📜 ⬆️ ⬇️

How to write a quick scripting and database deployment system

Part One, Historical


Now historians are trying to present,
that in fifteen some year
there was something there.
Yes, there was nothing!
V.S. Chernomyrdin


So, it all started back in 2006, when I got into an IT company that was engaged in developing solutions in the field of telecommunications. Our team developed a C # application that retrieved some data from the MS Sql Server database, processed it and added it back. At first, there were about 10 tables and a couple of stored procedures in our database. Over time, the number of tables and other objects began to grow. We began to wonder how to manage these objects.

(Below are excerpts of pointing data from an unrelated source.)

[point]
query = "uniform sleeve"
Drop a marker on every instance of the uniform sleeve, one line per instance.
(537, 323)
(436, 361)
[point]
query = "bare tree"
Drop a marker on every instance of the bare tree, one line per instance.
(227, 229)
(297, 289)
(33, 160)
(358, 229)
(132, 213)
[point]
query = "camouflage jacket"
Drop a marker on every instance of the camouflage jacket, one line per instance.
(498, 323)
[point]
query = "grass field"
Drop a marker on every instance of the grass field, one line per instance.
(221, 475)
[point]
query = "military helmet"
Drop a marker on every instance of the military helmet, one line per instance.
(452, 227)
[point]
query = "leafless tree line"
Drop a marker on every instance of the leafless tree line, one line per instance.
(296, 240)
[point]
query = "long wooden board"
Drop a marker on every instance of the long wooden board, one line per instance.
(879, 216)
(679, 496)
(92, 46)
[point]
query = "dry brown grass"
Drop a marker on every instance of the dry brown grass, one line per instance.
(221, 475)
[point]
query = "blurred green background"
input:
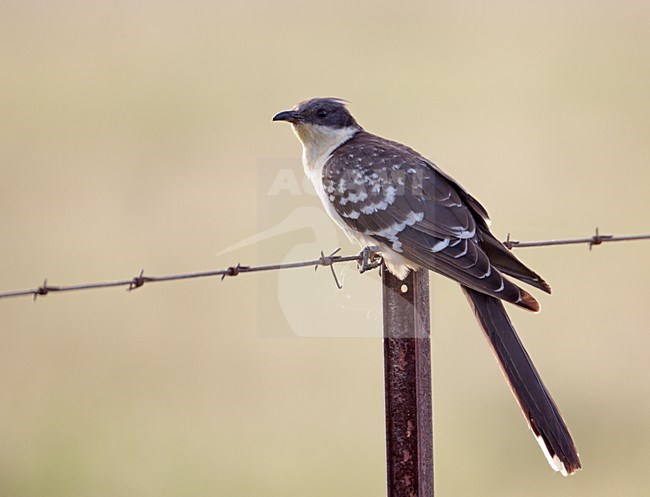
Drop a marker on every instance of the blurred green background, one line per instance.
(138, 135)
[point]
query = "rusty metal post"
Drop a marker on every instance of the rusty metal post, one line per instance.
(407, 376)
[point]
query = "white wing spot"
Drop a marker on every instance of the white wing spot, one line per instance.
(441, 245)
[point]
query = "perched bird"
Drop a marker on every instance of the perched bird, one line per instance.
(396, 203)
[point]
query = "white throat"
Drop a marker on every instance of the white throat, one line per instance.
(318, 143)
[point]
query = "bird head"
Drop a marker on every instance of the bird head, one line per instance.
(320, 123)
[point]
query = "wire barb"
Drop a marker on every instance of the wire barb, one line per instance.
(328, 261)
(323, 260)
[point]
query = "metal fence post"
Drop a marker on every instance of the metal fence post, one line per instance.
(407, 373)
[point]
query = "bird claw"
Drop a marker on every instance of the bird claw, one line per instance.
(370, 259)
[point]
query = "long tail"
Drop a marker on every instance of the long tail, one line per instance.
(543, 416)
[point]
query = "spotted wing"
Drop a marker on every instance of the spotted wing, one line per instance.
(390, 193)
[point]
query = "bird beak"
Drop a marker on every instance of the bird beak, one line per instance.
(287, 115)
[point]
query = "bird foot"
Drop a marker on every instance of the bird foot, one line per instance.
(370, 259)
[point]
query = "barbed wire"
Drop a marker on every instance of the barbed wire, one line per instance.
(323, 260)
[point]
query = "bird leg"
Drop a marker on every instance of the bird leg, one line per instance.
(370, 259)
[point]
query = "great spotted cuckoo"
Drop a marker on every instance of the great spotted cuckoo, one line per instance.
(386, 196)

We stored scripts in the version control system.

Initially, we used the DB Project from Visual Studio, but over time it became obvious that this environment was deploying for a very long time, because compares the target database and source scripts. In addition, we needed in the database a part of objects from a large subsystem with which we integrated and which we did not want to store in our repository. As a result, we wrote a simple application that received an xml file with a list of objects that we want to deploy. This file was manually edited by each developer, and its “textualness” made it possible to eliminate conflicts under committees. In the future, we abandoned the xml file in favor of the strict order of storing scripts and the order of their roll. (tables rolled in front of views, etc.)

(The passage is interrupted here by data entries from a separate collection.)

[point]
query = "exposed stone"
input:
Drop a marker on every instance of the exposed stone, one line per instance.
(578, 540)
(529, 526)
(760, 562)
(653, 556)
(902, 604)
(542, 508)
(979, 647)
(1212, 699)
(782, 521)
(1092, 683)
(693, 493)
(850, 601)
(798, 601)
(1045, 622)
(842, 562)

Everything was fine until a new problem appeared. Our technical support could edit the code in the release branch, as well as sometimes make changes directly on the client, which led to problems when installing the next release. We decided to implement a subsystem that would detect "illegal" changes on the client. Our application scripted the database, sent the scripts to our server, deployed them to the correct structure and then our deployment system was connected, which at the output received two databases - from the repository and from the client. Next, it started all the same Visual Studio, which compared the database.
')
Scripting was done using the SMO (Server Management Objects) library.

It was easy to work with her, but there was one big problem - speed. She could script about 6 objects per second. The database on the client consisted of about 10,000 objects and the scripting process took half an hour.

A few months ago, my colleague and I decided to implement the fastest database scripting and deployment system, taking into account all the advantages and disadvantages of what we have already done. That's what we did.

Part Two, Technical


Modern technology is so
eased the work of women
what men appeared
a lot of free time.
Vladislav Gzheschik


Scripting

For the scripting system, we defined the following requirements:
• Support for all versions of Ms Sql Server since 2008;
• Scripts need to be formed in parallel (the scripting of any database should last seconds, not minutes);
• The storage structure of the scripts must be defined in the settings;
• Ability to select the types of objects that need to be scripted (for example, get scripts only stored procedures);
• Storage of scripts in the file system, archive, cloud service.

First of all, we tried to start scripting through SMO in parallel, but received about 60 objects per second, which was no good. It was decided to use meta information from system objects Ms Sql Server, from which it was possible to form a script. They began to think, and how to form a script for some abstract data. And here El-expressions from Java came to help us. After a brief encoding, we got our template engine.
An example of a template for generating the primary key script:

${templ::if_cont_coll(${PKFields},${ALTER TABLE [${Schema}].[${TableName}] ADD ${templ::if_cont_field_val(${PKName},${ CONSTRAINT [${PKName}] },${})}${ConstraintType} ${PKType} ( ${templ::for(${PKFields}, ${[${FieldName}] ${Order}},${, })} )WITH (${PKProperties})${templ::if_cont_field_val(${PKFileGroup},${ ON [${PKFileGroup}]},${})}${templ::if_cont_coll(${PartitionPKFields},${(${templ::for(${PartitionPKFields},${[${PartitionFieldName}]},${,})})})}})} 

This template in its logical structure resembles the description from MSDN .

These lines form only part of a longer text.